The HDF5 data model, file format and library is an approved standard recommended for use in NASA Earth Science Data Systems. HDF5 1.6 was approved in January 2007.

Specification Document

ESDS-RFC-007: HDF5 Data Model, File Format and Library – HDF5 1.6

ESDS-RFC-007: Appendix A, HDF5 File Format Specification 

ESDS-RFC-007: Appendix B, HDF5 API Reference Manual

HDF5 1.6, Evidence of Implementation

User Resources

HDF Group: HDF5 Software Documentation - Primary entry point to the HDF Group's HDF5 tools and libraries.

Dataset Interoperability Recommendations for Earth Science - best practices to reduce and bridge gaps between the geoscience data formats widely used at NASA and elsewhere, and to improve dataset compliance, discoverability, and extensibility with relevant metadata conventions.

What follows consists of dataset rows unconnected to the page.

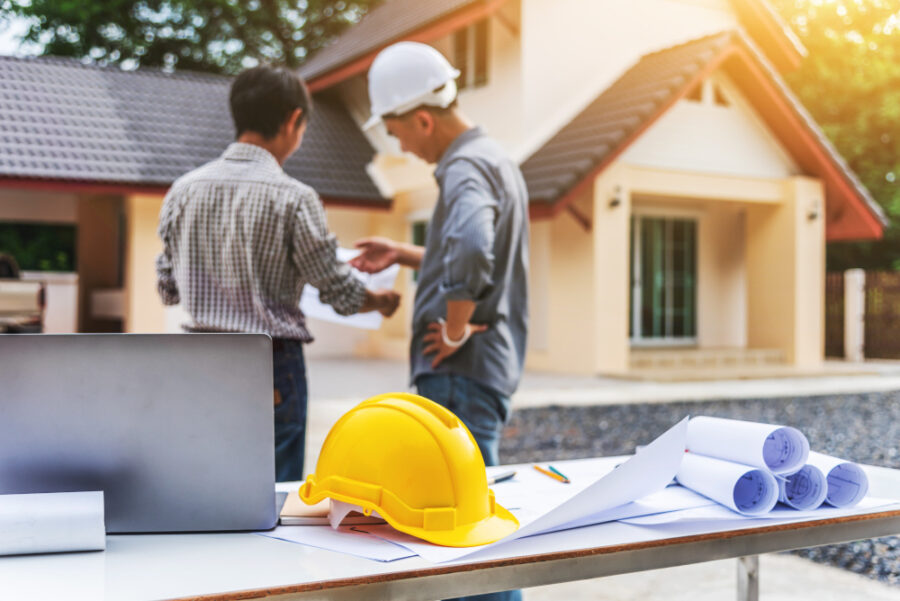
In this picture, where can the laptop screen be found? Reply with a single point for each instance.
(176, 429)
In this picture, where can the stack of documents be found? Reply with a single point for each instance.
(749, 467)
(741, 473)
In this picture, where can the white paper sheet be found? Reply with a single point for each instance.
(712, 514)
(743, 488)
(646, 472)
(781, 449)
(52, 523)
(847, 482)
(803, 490)
(314, 308)
(352, 540)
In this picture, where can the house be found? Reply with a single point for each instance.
(680, 195)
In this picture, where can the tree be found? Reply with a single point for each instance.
(221, 36)
(850, 82)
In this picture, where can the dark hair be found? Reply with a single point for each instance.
(262, 98)
(8, 267)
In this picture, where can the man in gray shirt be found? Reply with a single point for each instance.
(471, 309)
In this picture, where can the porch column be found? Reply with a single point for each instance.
(98, 256)
(611, 230)
(786, 274)
(144, 311)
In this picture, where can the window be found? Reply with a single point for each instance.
(663, 279)
(39, 247)
(470, 54)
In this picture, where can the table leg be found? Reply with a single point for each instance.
(748, 578)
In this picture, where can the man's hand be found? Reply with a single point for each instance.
(383, 301)
(441, 344)
(377, 254)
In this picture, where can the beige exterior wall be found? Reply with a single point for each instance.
(722, 277)
(786, 271)
(144, 311)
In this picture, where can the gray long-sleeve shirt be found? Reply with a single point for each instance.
(476, 248)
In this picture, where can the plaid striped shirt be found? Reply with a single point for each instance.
(240, 240)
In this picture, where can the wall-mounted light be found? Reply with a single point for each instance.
(616, 199)
(813, 213)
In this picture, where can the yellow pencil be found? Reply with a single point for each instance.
(551, 474)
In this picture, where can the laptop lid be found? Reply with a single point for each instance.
(176, 429)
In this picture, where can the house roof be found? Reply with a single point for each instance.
(389, 21)
(353, 51)
(593, 139)
(64, 121)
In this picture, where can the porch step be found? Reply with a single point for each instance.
(710, 358)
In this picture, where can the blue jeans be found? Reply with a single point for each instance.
(483, 411)
(290, 408)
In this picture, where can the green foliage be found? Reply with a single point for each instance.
(850, 82)
(221, 36)
(38, 247)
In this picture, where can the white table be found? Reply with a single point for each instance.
(248, 566)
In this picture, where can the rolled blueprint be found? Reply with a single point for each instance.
(743, 488)
(52, 523)
(847, 482)
(803, 490)
(780, 449)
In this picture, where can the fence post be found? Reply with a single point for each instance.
(854, 314)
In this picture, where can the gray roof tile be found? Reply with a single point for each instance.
(63, 120)
(604, 126)
(382, 25)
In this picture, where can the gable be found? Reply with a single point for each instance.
(713, 130)
(560, 170)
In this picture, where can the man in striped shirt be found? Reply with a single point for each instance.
(241, 239)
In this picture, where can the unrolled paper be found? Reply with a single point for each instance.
(52, 523)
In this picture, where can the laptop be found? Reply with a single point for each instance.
(175, 429)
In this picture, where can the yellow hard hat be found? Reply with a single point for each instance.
(417, 465)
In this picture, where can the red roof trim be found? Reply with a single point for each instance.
(842, 229)
(82, 187)
(447, 25)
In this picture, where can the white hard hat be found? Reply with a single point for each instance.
(407, 75)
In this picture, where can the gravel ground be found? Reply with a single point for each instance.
(861, 427)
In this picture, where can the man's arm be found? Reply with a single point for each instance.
(166, 285)
(314, 252)
(380, 253)
(468, 261)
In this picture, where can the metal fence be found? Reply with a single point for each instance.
(882, 335)
(882, 315)
(834, 314)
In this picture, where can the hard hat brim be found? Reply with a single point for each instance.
(489, 530)
(373, 121)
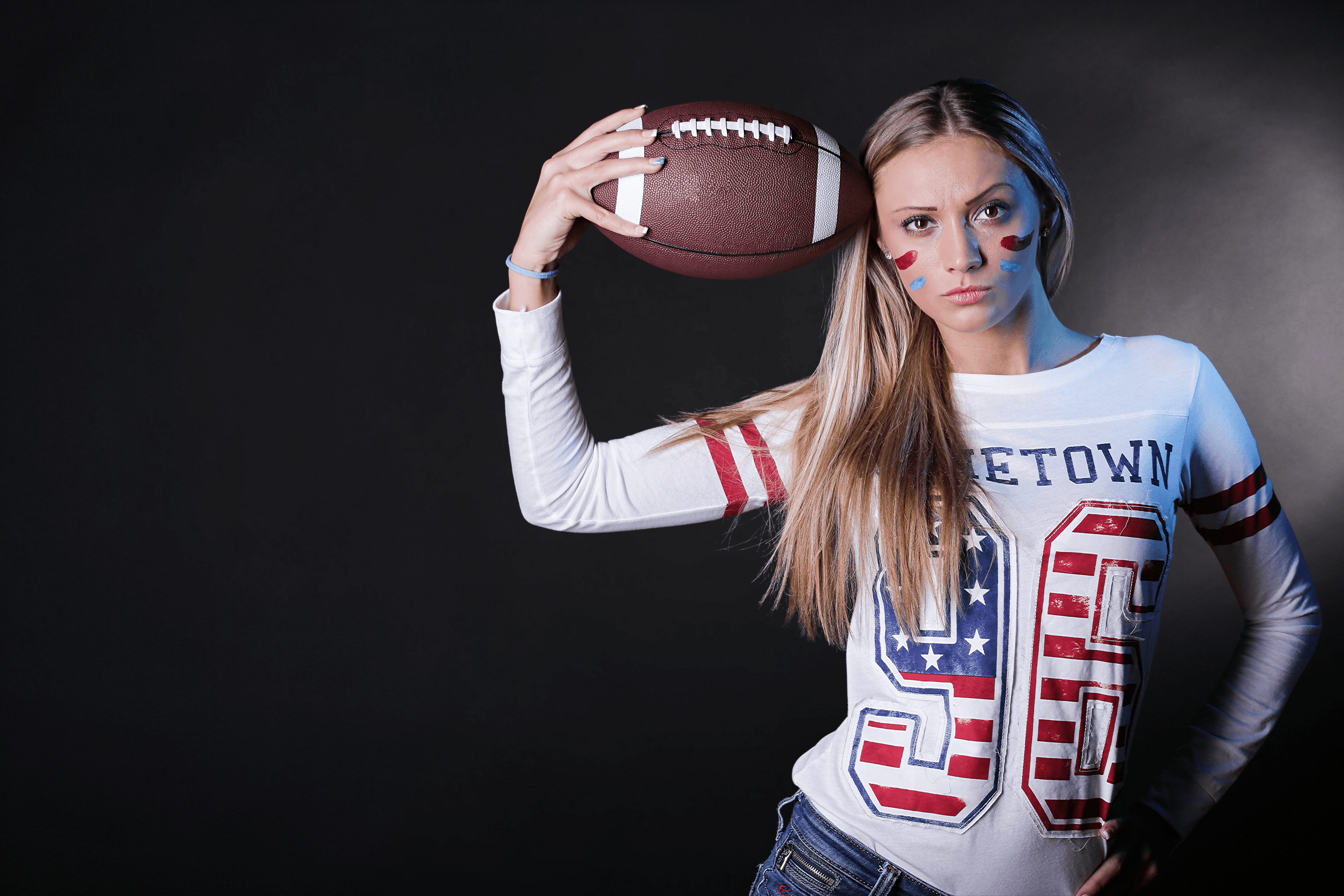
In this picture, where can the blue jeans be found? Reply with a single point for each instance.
(814, 858)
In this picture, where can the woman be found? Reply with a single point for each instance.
(979, 503)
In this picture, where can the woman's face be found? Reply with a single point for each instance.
(963, 225)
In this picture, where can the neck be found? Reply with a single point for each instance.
(1027, 340)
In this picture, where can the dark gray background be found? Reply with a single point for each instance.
(273, 620)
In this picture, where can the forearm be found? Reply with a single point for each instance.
(1283, 625)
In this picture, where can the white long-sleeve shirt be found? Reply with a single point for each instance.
(983, 751)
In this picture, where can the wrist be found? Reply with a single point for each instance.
(536, 261)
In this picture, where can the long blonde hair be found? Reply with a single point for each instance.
(880, 458)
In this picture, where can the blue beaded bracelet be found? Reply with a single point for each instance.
(509, 262)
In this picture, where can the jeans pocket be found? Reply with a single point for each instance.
(806, 868)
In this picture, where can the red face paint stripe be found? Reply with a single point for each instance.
(775, 491)
(1236, 495)
(1244, 528)
(728, 469)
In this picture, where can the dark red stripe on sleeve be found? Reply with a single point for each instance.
(775, 491)
(1227, 498)
(728, 469)
(1244, 528)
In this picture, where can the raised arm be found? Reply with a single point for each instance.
(565, 479)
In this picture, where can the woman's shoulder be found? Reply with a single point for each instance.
(1158, 355)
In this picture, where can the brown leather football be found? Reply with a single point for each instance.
(747, 191)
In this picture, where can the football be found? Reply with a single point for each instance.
(747, 191)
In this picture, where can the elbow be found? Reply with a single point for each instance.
(545, 516)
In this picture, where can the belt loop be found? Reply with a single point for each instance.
(888, 880)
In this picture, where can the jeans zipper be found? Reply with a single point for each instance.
(791, 854)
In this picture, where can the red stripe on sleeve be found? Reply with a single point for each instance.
(1227, 498)
(1244, 528)
(728, 469)
(775, 491)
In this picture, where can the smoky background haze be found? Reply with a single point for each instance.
(275, 622)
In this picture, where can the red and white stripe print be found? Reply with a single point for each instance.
(730, 477)
(1237, 512)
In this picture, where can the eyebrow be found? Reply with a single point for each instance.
(978, 198)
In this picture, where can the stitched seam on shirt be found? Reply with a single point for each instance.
(1076, 422)
(525, 363)
(650, 516)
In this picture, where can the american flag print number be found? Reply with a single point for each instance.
(933, 754)
(1101, 581)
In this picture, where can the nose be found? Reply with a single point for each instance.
(963, 253)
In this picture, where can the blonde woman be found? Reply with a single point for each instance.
(978, 502)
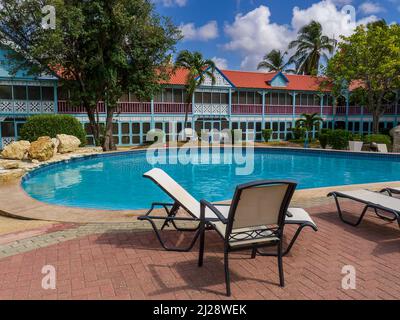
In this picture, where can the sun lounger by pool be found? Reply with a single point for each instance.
(183, 200)
(391, 191)
(371, 200)
(256, 220)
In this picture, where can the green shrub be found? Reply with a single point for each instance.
(267, 133)
(51, 125)
(378, 138)
(323, 140)
(299, 133)
(339, 139)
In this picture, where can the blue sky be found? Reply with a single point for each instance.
(237, 33)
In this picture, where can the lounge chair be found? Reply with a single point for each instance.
(382, 148)
(256, 219)
(183, 200)
(371, 200)
(391, 191)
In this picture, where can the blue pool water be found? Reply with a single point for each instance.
(115, 182)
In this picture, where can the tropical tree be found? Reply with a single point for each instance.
(309, 121)
(199, 69)
(275, 62)
(311, 45)
(369, 62)
(99, 48)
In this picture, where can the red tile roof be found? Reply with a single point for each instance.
(177, 77)
(256, 80)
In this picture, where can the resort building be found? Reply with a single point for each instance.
(250, 101)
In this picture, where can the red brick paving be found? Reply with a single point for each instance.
(128, 265)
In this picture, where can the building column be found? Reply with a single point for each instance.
(152, 126)
(192, 120)
(263, 111)
(347, 98)
(396, 117)
(361, 131)
(322, 107)
(294, 109)
(55, 98)
(230, 108)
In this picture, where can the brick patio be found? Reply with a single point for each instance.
(123, 264)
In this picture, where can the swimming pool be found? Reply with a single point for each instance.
(115, 182)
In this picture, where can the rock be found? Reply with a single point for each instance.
(56, 144)
(68, 143)
(89, 150)
(42, 149)
(396, 139)
(9, 164)
(9, 175)
(16, 150)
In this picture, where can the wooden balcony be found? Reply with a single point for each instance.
(237, 109)
(128, 108)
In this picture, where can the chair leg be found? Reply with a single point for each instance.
(227, 276)
(202, 240)
(254, 253)
(280, 265)
(356, 224)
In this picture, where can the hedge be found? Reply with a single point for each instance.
(378, 138)
(339, 139)
(51, 125)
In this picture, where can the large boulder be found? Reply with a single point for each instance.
(67, 143)
(42, 149)
(16, 150)
(396, 139)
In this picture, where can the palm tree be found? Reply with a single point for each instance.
(311, 45)
(309, 121)
(275, 62)
(199, 68)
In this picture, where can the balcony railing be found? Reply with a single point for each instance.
(174, 108)
(128, 107)
(247, 109)
(357, 110)
(26, 107)
(238, 109)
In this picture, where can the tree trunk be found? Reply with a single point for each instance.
(375, 122)
(186, 115)
(108, 144)
(94, 125)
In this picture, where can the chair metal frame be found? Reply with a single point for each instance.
(276, 232)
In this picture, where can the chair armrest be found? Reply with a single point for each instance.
(204, 204)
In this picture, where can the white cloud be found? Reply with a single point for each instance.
(253, 34)
(207, 32)
(221, 63)
(172, 3)
(370, 7)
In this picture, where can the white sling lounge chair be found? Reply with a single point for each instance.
(371, 200)
(183, 200)
(256, 219)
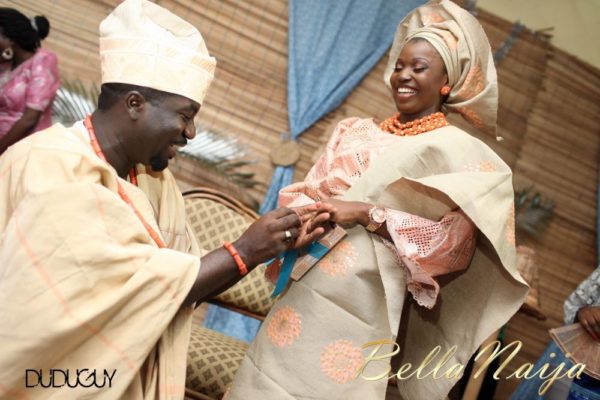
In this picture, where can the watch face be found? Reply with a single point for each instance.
(378, 215)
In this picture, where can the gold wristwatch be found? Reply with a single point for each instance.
(376, 218)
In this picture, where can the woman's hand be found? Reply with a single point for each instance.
(316, 222)
(349, 213)
(589, 317)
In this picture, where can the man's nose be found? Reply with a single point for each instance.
(190, 130)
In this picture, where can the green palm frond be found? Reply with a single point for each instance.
(532, 212)
(217, 153)
(222, 155)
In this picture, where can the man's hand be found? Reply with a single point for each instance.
(315, 219)
(589, 317)
(266, 237)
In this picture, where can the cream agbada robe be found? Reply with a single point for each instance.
(82, 284)
(309, 347)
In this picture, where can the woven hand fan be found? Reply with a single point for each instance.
(580, 346)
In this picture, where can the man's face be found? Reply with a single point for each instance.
(165, 125)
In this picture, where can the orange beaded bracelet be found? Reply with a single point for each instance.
(236, 257)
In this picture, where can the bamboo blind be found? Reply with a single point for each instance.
(549, 114)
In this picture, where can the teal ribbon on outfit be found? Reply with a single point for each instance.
(315, 249)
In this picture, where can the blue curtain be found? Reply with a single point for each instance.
(332, 45)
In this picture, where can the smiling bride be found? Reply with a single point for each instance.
(429, 259)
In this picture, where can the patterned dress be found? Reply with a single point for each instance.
(33, 84)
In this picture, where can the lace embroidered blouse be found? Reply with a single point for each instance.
(32, 84)
(426, 248)
(586, 294)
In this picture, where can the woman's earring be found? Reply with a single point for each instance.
(7, 54)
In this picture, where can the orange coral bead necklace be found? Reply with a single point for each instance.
(415, 127)
(96, 146)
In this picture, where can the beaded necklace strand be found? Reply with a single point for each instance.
(415, 127)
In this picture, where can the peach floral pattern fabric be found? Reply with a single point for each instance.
(284, 327)
(341, 360)
(32, 84)
(426, 248)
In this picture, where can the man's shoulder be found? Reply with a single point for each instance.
(54, 154)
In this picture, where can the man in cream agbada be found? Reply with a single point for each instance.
(98, 269)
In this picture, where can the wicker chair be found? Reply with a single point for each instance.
(213, 358)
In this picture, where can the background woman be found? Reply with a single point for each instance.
(429, 215)
(28, 76)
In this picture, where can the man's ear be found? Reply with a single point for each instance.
(135, 103)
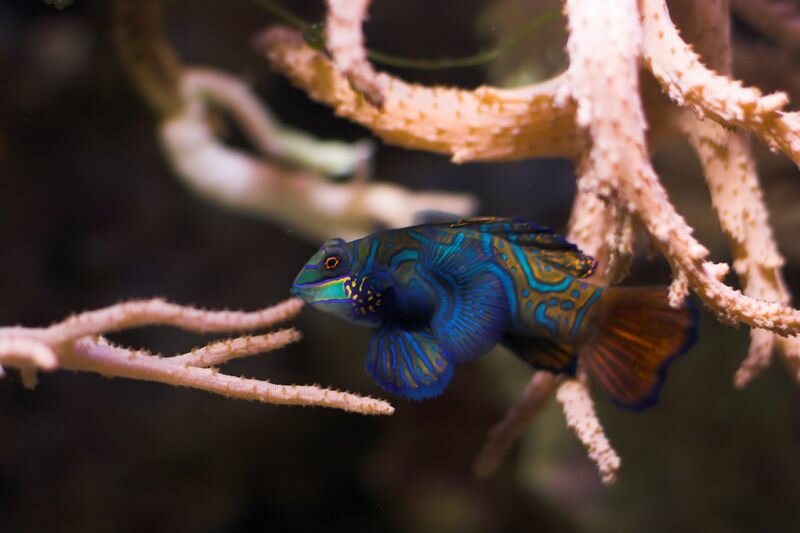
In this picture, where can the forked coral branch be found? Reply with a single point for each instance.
(76, 344)
(594, 113)
(301, 195)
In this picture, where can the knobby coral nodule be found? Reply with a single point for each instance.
(607, 113)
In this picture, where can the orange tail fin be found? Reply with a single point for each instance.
(638, 335)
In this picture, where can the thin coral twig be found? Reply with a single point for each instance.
(580, 415)
(97, 355)
(344, 39)
(221, 352)
(74, 344)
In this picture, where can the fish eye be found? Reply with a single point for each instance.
(332, 261)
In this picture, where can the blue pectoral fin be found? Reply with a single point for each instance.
(408, 362)
(471, 311)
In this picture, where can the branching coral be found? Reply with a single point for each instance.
(291, 182)
(595, 113)
(598, 113)
(76, 344)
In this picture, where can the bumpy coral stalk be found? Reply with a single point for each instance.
(682, 74)
(74, 344)
(579, 411)
(485, 124)
(344, 39)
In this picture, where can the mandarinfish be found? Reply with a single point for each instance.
(443, 294)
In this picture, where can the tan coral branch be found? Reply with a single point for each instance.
(344, 39)
(221, 352)
(580, 415)
(689, 82)
(731, 175)
(778, 19)
(74, 344)
(486, 123)
(97, 355)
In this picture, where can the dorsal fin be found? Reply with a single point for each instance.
(471, 309)
(556, 249)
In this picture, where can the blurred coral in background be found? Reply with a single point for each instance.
(105, 103)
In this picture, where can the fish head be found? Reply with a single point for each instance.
(326, 279)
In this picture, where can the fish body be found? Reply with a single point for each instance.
(444, 294)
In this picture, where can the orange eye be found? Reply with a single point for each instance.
(332, 262)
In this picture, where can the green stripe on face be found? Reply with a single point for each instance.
(330, 291)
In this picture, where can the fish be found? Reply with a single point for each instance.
(443, 294)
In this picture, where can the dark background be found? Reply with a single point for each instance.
(90, 215)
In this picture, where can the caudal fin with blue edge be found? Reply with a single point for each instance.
(637, 337)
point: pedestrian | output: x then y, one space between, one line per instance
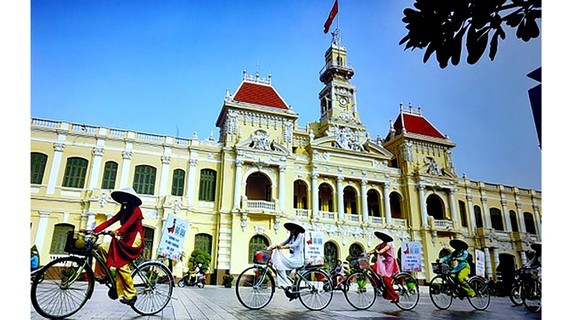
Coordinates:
126 245
283 263
462 269
386 264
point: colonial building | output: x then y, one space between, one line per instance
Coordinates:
267 169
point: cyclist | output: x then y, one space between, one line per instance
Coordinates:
126 245
462 269
386 264
283 263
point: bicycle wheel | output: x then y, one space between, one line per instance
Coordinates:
407 289
440 292
153 283
482 297
315 289
255 287
531 295
515 294
360 292
62 287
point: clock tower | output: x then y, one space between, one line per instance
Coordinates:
338 97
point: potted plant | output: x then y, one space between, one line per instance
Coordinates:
227 280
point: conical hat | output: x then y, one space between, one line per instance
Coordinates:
128 194
458 244
293 226
383 236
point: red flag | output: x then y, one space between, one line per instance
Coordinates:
332 14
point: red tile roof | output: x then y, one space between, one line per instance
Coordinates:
259 94
416 124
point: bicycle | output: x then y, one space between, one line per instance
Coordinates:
443 288
255 286
364 284
68 282
531 292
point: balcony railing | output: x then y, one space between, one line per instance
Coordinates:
302 213
260 205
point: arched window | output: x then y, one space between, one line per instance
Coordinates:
463 213
109 175
325 198
257 242
529 223
478 217
178 182
59 238
349 197
496 219
300 194
145 177
331 254
395 208
207 185
203 242
38 161
514 221
373 203
75 172
435 207
354 251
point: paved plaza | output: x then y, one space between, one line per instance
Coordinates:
217 302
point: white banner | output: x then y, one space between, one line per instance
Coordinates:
479 263
314 248
412 256
172 240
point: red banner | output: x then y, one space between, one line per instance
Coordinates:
332 14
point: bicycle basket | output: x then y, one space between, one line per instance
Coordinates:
261 256
439 267
74 244
363 263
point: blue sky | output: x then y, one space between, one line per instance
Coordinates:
163 67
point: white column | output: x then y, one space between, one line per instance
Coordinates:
538 222
164 174
522 226
453 208
41 231
486 214
364 200
95 167
496 260
423 205
506 216
472 222
237 183
54 170
282 187
387 208
315 192
340 198
126 167
191 181
488 266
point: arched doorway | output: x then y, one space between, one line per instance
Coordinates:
435 207
395 207
258 187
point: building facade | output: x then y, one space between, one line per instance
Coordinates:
265 169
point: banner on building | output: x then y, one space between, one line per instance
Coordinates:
412 256
314 248
479 263
172 240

NASA Earth Science Community Recommendations for Use

Strengths

HDF and HDF-EOS data formats, software libraries, and application programming interfaces (APIs) have been widely used for NASA earth observation mission data for many years. The latest version of HDF—HDF5—is the current or planned data format for missions including Orbiting Carbon Observatory 2 (OCO-2) and the Joint Polar Satellite System (JPSS), totaling many tens of terabytes of data. Users cite many strengths, including:

  • Widespread planned use for NASA Earth science data;
  • Data users read only the data that they need, not the whole file;
  • Data producers can put images, tables, multidimensional arrays, etc., into the same file;
  • Users do not need to be concerned with the platform in which the data are produced;
  • Its limited primary structures (i.e., groups and datasets) makes the file design simple;
  • Ample metadata can be added to the file, groups, and dataset, making the file self-describing;
  • Data files can be internally compressed using different schemes, allowing for better data storage and usage;
  • The ability to store data compactly, yet allow it to be read on any platform;
  • Source code for writing and reading data in the format is widely and publicly available;
  • Supported by many third-party applications, such as Interactive Data Language (IDL) and MATLAB;
  • Support for a rich set of data types, including composite and user-defined data types;
  • Support for extensions and profiles, including HDF-EOS5.

Weaknesses

HDF5 is undeniably complex and requires a significant learning curve. However, users also applaud the quality of documentation and help-desk support. Third-party tools with HDF5 support, such as IDL and MATLAB, also help hide complexity from users. Users have expressed concern about the availability of long-term support for HDF5 and related tools, but this concern is somewhat alleviated by the availability of the source code.

Applicability

HDF5 is used for data archiving and distribution. The strengths cited above, together with the availability of analysis tools, make the format suitable for data analysis as well. The new netCDF 4.0 will include the capability to use HDF5 as the data storage layer for the netCDF API, with the addition of many new features in HDF5 such as user defined types, multiple unlimited dimensions, and per-variable data compression. This merger of the two formats will further extend the HDF5 user community.

Limitations

A major limitation for HDF5 is the loss of backward compatibility with HDF4 and earlier versions. Also, unlike less complex formats, users cannot read the HDF5 files directly without using the HDF5 software library. Of greater concern are recent postings on mailing lists discussing the use of netCDF and HDF5 in high-performance computing applications with thousands of processors using parallel I/O. Commenters warn of the danger of file corruption during parallel I/O if a client dies at a particular time. The HDF Group is aware of this problem and is addressing it.

Overall, HDF5 is a widely used data format with a well-defined specification that provides a standard way of storing and working with science data. The ESDS-RFC-007 TWG thus recommends its endorsement by the SPG as an Earth Science Data Systems Standard.